Le Service de police de la Ville de Montréal rejette les conclusions du Haut-Commissariat des Nations unies aux droits de l'homme au sujet de ses pratiques d'arrestation lors de manifestations.
Dans une entrevue au quotidien The Gazette, publiée samedi, le chef adjoint de la police montréalaise, Pierre-Paul Pichette, a expliqué que la tactique des arrestations de masse pouvait s'avérer nécessaire lorsqu'il y a débordements, même si les forces de l'ordre tentent toujours d'en limiter l'utilisation.
Dans le cadre de leur enquête, les experts de l'ONU examiné une série d'arrestations massives effectuées depuis 1999. Dans leur rapport, ils invitent le Canada à enquêter sur ces pratiques.

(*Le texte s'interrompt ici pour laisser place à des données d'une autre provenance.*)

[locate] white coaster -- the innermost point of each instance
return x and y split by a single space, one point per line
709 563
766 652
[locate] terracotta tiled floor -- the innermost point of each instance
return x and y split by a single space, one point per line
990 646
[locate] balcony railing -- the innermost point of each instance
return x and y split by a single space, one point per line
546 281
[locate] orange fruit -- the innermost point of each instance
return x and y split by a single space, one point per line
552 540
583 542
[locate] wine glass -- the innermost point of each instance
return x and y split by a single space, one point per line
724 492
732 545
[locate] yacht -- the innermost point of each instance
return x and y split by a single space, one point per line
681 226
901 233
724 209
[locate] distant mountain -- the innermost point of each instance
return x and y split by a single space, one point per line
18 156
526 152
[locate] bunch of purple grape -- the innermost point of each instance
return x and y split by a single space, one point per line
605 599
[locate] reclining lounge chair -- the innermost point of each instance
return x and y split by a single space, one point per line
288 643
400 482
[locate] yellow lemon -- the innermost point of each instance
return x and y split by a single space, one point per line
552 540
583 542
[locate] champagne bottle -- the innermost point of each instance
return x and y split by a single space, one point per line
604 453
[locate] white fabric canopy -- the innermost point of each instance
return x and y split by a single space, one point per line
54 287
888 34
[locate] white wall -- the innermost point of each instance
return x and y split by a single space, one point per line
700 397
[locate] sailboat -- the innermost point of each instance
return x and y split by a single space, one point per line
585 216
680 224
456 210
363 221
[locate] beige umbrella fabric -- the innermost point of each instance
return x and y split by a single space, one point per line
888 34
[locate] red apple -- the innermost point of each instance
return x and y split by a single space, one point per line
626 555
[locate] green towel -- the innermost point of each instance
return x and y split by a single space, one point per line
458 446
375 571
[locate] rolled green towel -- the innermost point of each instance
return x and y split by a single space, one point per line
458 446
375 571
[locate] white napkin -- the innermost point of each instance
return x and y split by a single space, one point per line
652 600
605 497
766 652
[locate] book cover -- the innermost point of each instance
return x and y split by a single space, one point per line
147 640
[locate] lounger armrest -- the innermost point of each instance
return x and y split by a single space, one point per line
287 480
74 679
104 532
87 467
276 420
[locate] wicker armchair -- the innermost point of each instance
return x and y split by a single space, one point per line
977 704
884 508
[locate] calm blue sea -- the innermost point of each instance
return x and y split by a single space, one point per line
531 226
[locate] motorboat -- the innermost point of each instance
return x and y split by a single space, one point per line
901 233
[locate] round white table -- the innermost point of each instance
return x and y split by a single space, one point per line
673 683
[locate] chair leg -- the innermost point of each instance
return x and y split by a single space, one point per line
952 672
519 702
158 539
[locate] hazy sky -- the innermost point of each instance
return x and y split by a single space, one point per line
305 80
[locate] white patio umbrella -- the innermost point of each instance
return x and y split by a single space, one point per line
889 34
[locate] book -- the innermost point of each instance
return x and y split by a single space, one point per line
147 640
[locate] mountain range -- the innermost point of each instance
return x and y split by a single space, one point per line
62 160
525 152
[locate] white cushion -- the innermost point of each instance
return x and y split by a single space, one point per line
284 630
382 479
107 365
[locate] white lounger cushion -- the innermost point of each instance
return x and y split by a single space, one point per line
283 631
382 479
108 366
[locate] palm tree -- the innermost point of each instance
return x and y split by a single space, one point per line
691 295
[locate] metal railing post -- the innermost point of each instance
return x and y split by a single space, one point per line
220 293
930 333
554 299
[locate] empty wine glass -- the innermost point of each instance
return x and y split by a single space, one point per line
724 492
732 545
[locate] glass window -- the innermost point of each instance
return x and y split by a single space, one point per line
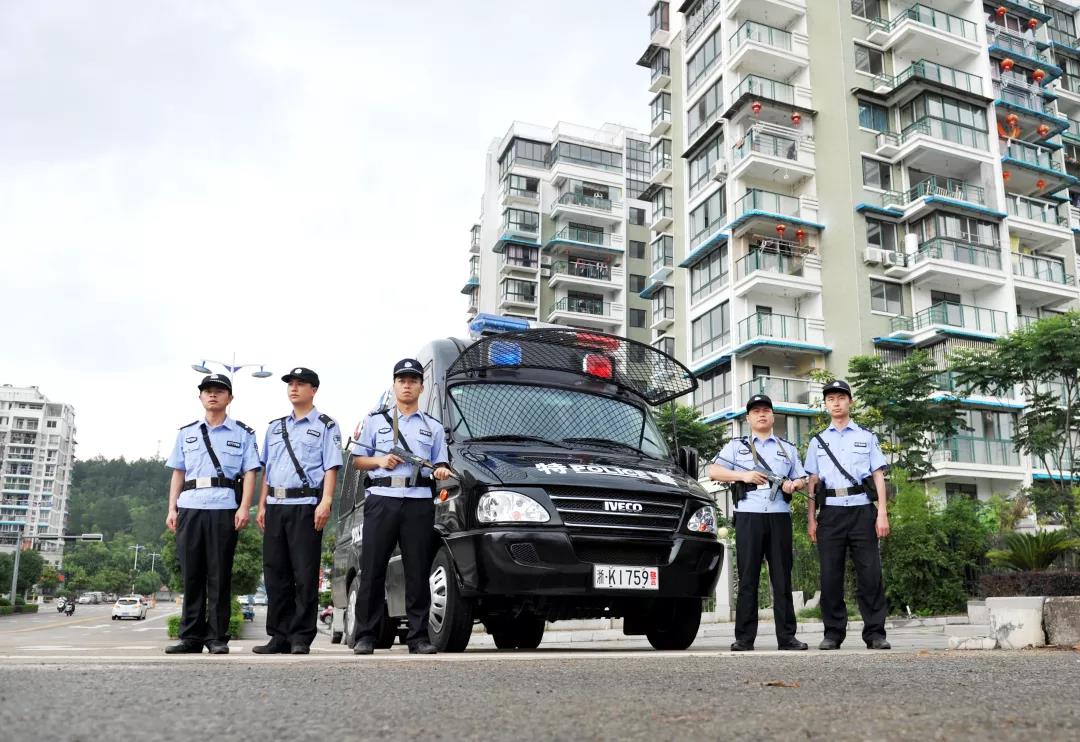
869 59
711 332
886 297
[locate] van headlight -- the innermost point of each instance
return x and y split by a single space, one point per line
703 521
504 507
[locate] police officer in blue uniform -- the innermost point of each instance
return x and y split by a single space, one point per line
301 454
763 521
214 463
847 476
399 508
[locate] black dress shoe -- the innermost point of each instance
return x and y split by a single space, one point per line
421 647
184 648
271 648
217 647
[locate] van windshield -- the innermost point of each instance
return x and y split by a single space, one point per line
553 414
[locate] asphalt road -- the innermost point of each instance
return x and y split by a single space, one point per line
120 680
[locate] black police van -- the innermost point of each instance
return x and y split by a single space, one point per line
567 504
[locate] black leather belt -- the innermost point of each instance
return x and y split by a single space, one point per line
203 482
289 493
399 482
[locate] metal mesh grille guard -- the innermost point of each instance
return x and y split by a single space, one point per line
638 368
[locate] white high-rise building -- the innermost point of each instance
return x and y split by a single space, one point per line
37 455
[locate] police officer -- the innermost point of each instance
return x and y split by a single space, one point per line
301 454
214 463
399 508
763 522
844 461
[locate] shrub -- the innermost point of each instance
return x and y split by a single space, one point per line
1029 583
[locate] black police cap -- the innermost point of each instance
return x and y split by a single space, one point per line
408 367
837 386
758 401
301 374
219 380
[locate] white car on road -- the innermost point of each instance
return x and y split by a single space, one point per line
130 606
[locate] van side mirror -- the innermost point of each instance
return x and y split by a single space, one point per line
688 461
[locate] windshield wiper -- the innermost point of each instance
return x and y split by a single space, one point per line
606 442
512 437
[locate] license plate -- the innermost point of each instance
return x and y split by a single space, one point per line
606 577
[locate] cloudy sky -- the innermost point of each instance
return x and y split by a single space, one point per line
288 183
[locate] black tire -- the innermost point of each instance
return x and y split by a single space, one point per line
449 621
673 623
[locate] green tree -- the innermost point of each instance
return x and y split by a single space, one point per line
1041 360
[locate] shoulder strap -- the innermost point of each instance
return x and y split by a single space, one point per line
292 454
210 449
836 463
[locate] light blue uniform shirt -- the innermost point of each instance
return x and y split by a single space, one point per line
318 448
855 448
424 435
237 450
782 459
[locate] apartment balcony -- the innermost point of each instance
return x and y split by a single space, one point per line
586 274
767 51
592 210
1042 281
952 318
794 334
946 264
770 152
775 12
778 269
923 32
782 390
586 239
581 312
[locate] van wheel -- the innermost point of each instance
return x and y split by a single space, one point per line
673 623
449 618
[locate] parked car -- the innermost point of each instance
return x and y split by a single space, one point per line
129 606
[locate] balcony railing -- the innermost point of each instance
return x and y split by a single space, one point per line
773 261
583 269
1036 210
575 199
930 70
765 88
580 306
929 16
940 129
1041 269
778 389
780 326
766 143
970 449
945 248
761 34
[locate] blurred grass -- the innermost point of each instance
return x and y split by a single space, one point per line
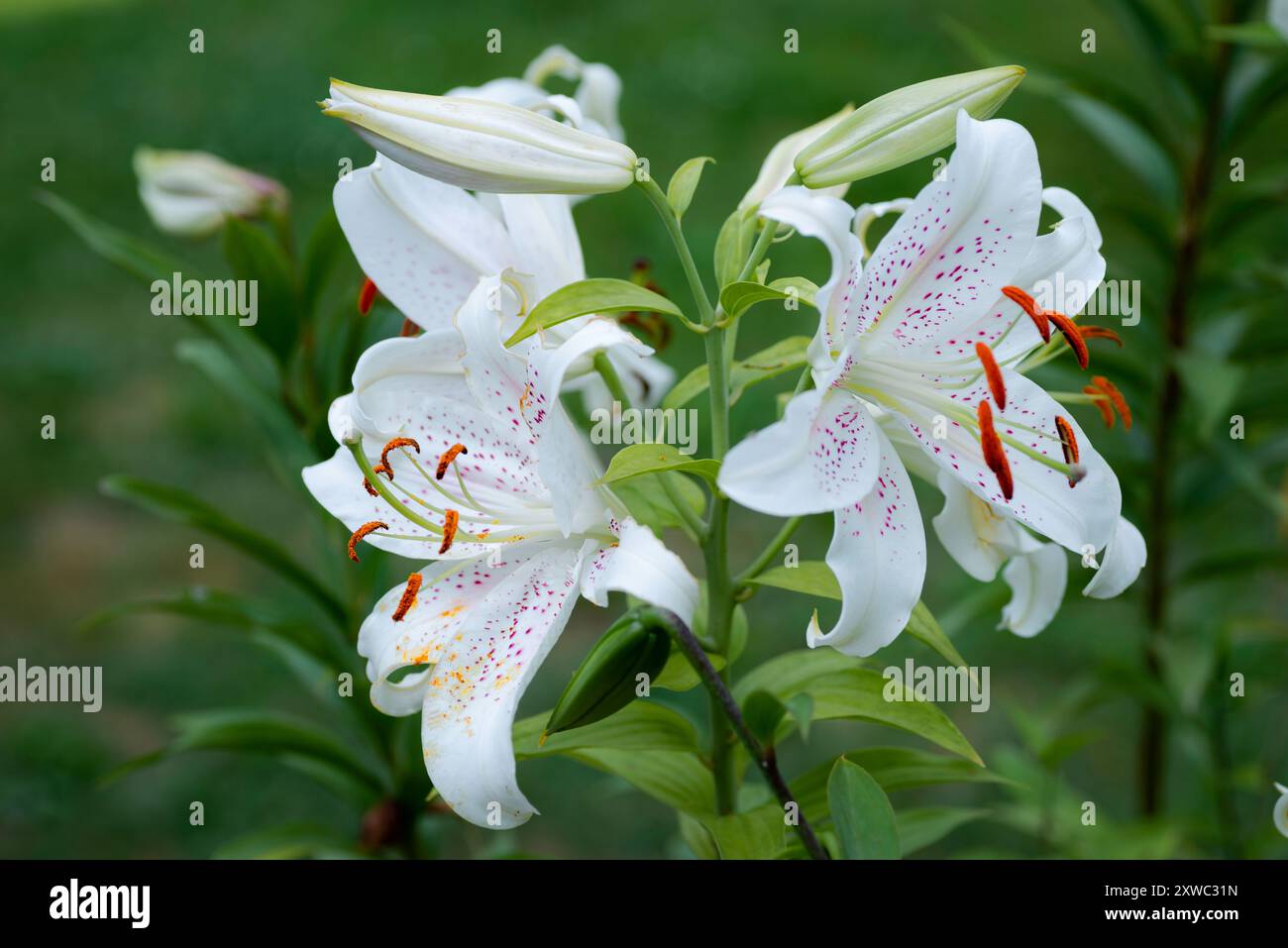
84 82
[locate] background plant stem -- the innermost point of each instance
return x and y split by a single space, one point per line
1168 406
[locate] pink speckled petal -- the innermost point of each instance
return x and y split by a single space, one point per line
1073 517
879 556
828 219
483 672
961 241
819 458
545 240
643 567
447 597
424 243
566 463
1037 582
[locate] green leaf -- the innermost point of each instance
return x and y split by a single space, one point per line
811 578
588 296
634 460
651 505
287 451
606 679
862 815
180 506
294 741
768 364
737 299
841 689
763 712
752 835
923 627
642 725
922 827
733 244
684 181
802 708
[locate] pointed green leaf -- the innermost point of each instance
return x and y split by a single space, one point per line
591 296
644 459
862 815
684 181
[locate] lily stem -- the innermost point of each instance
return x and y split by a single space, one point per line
767 760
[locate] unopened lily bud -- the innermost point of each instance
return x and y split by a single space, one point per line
780 163
189 193
903 125
482 146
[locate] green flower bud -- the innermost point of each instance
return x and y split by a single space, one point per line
606 679
902 127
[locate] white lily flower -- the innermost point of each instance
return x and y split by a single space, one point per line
781 162
482 145
900 335
426 244
484 475
189 193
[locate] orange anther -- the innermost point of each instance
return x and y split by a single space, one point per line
408 596
992 446
992 372
359 535
1035 313
366 295
395 443
1116 397
450 523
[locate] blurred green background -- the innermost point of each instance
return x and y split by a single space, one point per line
84 82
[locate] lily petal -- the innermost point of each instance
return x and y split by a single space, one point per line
425 244
822 456
1073 517
948 257
476 687
1037 582
828 219
879 556
640 566
447 597
1124 559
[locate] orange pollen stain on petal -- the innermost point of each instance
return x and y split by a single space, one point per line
1116 397
995 375
366 295
450 520
408 596
1100 333
395 443
359 535
1026 303
1102 401
1072 337
1068 442
378 469
446 460
993 455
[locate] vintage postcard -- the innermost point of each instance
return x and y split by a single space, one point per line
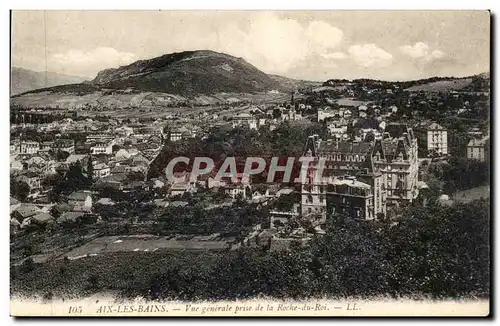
250 163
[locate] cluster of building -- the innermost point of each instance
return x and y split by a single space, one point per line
361 178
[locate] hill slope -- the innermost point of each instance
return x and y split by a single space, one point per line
24 80
188 73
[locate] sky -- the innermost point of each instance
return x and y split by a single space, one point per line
311 45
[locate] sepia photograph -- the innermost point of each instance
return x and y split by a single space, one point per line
202 163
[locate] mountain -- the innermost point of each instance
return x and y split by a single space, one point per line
24 80
188 73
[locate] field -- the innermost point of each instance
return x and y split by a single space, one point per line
148 243
468 195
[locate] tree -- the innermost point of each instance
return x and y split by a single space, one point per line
90 169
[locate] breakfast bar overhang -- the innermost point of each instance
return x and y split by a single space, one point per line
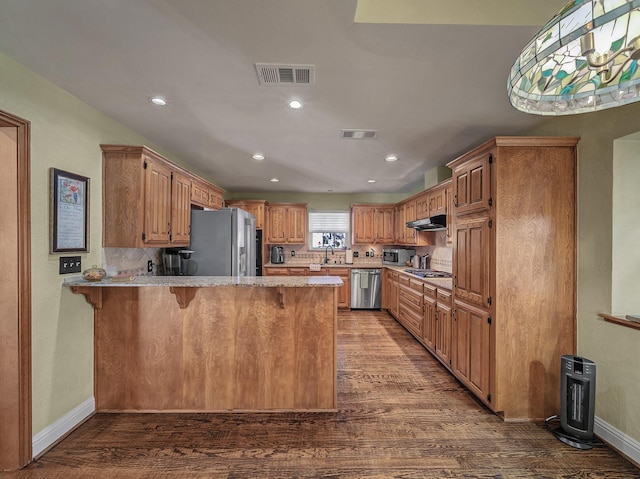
207 344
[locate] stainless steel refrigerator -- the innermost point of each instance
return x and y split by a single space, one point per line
224 242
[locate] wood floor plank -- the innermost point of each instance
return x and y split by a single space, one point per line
400 415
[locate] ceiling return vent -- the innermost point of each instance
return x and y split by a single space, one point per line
359 134
272 74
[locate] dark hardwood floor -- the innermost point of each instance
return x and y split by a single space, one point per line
401 415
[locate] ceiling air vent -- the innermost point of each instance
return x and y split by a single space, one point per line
359 134
272 74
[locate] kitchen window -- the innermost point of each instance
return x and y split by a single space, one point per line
329 228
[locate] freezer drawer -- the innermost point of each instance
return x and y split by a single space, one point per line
366 288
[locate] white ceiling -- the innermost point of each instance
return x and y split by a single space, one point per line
432 90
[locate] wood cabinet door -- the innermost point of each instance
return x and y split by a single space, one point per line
363 224
410 235
296 220
257 210
450 216
472 185
429 328
443 333
422 206
199 193
471 348
344 292
393 295
471 259
385 226
157 211
215 199
276 221
437 202
180 209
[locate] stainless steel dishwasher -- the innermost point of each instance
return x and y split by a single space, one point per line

D'autre part, le responsable de la sécurité publique au comité exécutif de Montréal, Georges Bossé, a déploré le fait que le ministère québécois de la Sécurité publique n'ait pas avisé la Ville avant la parution des conclusions du rapport de l'ONU dans les journaux.
En revanche, la Ligue des droits et libertés a accueilli favorablement le rapport du Comité des droits de l'homme. Elle demande aux gouvernements canadien et québécois de mettre en oeuvre ses recommandations.
Ottawa défend les villes
Le militant Jaggi Singh faisait partie des personnes arrêtées, en juillet 2003. Le document de l'ONU rapporte par exemple qu'en juillet 2003, les policiers ont interpellé 243 protestataires après une manifestation contre l'Organisation mondiale du commerce (OMC). En novembre 2004, ils ont arrêté 180 manifestants qui protestaient pendant la tenue d'un congrès du Parti libéral, en vertu d'un règlement municipal de prévention des troubles de la paix.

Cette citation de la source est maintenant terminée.